After vivid discussions led by the emergence of the buzzword “Big Data”, it seems that industry and academia have reached an objective understanding about data properties (volume, velocity, variety, veracity and value), the resources and “know how” it requires, and the opportunities it opens. Indeed, new applications promising fundamental changes in society, industry and science, include face recognition, machine translation, digital assistants, self-driving cars, ad-serving, chat-bots, personalized healthcare, smart industry and more.
The first lesson of the era of “Big Data” is that it is possible to access and exploit representative “samples” of available data collections thanks to the availability of the necessary resources for storing it and running greedy processing tasks on it.
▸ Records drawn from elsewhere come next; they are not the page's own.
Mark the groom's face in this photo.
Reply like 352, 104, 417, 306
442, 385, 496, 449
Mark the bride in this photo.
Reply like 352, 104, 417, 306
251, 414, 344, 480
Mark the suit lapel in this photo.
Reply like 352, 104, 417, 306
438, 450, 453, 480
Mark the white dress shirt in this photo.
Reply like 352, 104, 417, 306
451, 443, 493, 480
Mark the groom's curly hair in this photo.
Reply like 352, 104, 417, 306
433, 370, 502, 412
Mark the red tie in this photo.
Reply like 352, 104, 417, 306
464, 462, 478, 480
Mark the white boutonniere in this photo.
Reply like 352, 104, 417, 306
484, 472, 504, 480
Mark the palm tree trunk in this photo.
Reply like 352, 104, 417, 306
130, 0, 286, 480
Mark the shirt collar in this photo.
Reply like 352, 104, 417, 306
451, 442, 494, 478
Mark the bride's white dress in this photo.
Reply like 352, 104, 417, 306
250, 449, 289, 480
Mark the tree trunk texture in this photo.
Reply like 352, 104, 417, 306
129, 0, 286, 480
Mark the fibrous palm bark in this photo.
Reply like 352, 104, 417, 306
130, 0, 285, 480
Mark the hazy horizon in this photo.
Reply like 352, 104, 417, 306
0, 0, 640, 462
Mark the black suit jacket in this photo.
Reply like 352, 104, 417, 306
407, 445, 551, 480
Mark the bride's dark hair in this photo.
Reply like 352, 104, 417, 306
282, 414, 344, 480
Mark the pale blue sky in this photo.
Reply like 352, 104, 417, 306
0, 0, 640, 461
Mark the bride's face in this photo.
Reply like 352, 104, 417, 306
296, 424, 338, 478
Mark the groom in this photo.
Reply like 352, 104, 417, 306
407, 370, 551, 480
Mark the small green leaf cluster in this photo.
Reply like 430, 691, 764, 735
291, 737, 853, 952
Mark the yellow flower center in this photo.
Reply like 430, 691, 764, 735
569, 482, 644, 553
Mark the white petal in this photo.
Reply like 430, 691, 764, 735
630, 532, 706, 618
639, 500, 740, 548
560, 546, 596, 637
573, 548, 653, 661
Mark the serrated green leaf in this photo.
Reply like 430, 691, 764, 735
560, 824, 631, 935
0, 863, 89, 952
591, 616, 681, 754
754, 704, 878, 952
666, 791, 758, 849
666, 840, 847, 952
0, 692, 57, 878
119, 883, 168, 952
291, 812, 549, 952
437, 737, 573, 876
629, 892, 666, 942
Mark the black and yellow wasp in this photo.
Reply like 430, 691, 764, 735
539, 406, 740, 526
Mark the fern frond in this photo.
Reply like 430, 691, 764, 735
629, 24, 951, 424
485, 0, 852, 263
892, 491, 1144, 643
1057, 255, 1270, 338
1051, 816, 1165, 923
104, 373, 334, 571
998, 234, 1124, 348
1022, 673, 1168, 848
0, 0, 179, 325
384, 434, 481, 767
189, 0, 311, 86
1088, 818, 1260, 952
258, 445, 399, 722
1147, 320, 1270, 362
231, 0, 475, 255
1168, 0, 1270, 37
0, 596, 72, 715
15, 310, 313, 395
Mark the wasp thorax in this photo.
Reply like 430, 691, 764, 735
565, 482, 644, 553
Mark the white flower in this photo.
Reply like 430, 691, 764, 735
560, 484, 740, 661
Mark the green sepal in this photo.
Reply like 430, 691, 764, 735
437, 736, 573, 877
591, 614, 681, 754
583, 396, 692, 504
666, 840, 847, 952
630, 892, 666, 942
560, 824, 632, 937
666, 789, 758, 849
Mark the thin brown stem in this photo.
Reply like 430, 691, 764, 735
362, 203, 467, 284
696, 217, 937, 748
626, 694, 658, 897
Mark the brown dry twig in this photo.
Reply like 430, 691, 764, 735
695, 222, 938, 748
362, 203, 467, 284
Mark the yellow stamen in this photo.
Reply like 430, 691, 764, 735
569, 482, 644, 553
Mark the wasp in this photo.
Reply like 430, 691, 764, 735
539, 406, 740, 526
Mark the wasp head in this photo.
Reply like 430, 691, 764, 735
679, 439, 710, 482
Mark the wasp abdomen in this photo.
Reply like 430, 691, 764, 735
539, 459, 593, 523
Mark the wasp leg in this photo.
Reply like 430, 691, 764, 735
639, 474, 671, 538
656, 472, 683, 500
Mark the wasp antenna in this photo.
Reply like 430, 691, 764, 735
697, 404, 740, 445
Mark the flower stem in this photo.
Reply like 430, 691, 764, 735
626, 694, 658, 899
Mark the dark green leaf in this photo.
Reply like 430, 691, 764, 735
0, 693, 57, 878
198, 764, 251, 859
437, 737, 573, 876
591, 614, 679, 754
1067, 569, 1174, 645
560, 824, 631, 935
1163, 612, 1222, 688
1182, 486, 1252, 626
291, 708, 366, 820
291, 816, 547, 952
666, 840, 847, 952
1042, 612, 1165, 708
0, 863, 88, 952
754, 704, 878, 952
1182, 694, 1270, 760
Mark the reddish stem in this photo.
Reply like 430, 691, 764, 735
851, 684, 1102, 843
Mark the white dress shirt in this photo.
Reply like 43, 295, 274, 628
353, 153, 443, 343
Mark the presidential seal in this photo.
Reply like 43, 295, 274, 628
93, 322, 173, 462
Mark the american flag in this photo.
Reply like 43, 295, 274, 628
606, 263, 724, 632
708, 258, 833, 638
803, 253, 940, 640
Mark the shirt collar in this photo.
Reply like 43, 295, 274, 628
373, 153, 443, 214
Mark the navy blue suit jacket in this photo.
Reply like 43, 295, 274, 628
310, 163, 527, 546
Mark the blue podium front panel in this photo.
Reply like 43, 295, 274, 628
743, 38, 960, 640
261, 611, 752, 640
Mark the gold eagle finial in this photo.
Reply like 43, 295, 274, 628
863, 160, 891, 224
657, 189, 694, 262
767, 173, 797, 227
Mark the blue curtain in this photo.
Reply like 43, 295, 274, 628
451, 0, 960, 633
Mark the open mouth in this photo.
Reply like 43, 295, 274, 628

The second lesson is that computer science and mathematics disciplines must generate synergy with other sciences in order to exploit these new available “value”. The consequence is the emergence of “new” data centric sciences: data science, digital humanities, social data science, network science, computational science. These sciences with their new requirements and challenges call for a need to revisit the fundaments of databases, artificial intelligence and other disciplines used for addressing them with new perspectives.
This novel and multidisciplinary data centric and scientific movement, promises new and not yet imagined applications that rely on massive amounts of evolving data that need to be cleaned, integrated and analysed for modelling purposes. Yet, data management issues are not usually perceived as central.
This lecture explores the key challenges and opportunities for data management in the new scientific world, and discusses how a possible data centric communities can best contribute to these exciting domains. If the moto is not academic, huge numbers of dollars being devoted to related applications are moving industry and academia to analyse these directions.